12:7 En toen de HEERE zag dat zij zich verootmoedigden, het woord des HEEREN
kwam tot Semaja en zei: Zij hebben zich vernederd; daarom zal ik
vernietig ze niet, maar ik zal ze enige verlossing schenken; en mijn woede
zal niet door de hand van Sisak over Jeruzalem worden uitgestort.
12:8 Niettemin zullen zij zijn knechten zijn; opdat ze mijn dienst kennen,
en de dienst van de koninkrijken van de landen.
12:9 Zo trok Sisak, de koning van Egypte, op tegen Jeruzalem, en nam de
schatten van het huis des HEREN en de schatten van de koning
huis; hij nam alles: hij droeg ook de gouden schilden weg die
Salomo had gemaakt.
12:10 In plaats daarvan maakte koning Rehabeam koperen schilden en zette ze neer
in de handen van de chef van de wacht, die de ingang van de wacht hield
konings huis.
12:11 Toen de koning het huis des Heren binnenging, kwam de wacht en
haalde ze en bracht ze weer in de wachtkamer.
12:12 En toen hij zich vernederde, keerde de toorn des Heren van hem af, dat
hij zou hem niet helemaal vernietigen: en ook in Juda ging het goed.
12:13 Zo versterkte koning Rehabeam zich in Jeruzalem, en regeerde: want
Rehabeam was één en veertig jaar oud toen hij begon te regeren, en hij
regeerde zeventien jaar in Jeruzalem, de stad die de HERE had uitverkoren
uit alle stammen van Israël, om zijn naam daar te vestigen.
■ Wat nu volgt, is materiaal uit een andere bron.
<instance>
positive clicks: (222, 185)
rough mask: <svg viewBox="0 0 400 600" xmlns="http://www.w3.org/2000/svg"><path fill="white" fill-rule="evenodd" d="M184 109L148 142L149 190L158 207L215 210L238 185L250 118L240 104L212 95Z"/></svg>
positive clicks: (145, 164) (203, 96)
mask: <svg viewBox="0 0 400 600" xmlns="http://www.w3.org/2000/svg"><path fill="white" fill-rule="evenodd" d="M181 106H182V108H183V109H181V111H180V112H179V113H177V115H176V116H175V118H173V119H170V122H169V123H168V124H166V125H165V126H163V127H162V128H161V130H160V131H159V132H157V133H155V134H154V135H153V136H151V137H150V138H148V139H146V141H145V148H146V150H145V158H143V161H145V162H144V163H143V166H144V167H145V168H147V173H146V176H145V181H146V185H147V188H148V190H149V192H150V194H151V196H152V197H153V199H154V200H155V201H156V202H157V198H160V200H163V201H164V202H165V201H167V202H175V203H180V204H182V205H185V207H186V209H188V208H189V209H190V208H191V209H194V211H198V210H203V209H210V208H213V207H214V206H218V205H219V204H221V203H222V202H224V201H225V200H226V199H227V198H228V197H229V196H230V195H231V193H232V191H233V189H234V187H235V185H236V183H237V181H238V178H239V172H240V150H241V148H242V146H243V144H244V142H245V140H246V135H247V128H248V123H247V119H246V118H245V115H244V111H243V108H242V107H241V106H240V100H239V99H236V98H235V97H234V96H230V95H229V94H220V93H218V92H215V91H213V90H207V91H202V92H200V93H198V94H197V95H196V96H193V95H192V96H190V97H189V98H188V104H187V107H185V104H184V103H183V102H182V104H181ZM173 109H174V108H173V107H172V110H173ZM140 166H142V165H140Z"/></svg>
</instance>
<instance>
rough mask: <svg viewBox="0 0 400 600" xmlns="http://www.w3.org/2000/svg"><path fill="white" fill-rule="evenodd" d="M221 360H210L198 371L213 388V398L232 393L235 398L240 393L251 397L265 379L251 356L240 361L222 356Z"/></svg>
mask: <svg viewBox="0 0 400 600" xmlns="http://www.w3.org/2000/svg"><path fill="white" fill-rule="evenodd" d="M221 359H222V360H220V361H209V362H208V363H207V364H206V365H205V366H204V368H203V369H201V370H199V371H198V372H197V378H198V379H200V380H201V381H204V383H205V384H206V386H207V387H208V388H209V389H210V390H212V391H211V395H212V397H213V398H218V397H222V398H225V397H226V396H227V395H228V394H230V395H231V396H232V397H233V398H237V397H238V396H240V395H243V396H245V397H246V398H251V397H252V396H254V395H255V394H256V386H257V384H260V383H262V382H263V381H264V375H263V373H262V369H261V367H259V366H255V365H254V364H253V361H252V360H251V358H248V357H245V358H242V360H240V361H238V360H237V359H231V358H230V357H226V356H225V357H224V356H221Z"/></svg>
En die van zijn moeder
naam was Naäma, een Ammonieten.
12:14 En hij deed kwaad, omdat hij zijn hart niet toebereidde om de HERE te zoeken.
12:15 Nu, de daden van Rehabeam, de eerste en de laatste, zijn niet geschreven in de
boek van de profeet Semaja en van de ziener Iddo
genealogieën? En er waren oorlogen tussen Rehabeam en Jerobeam
voortdurend.
12:16 En Rehabeam ontsliep met zijn vaderen, en werd begraven in de stad van
David: en zijn zoon Abia regeerde in zijn plaats.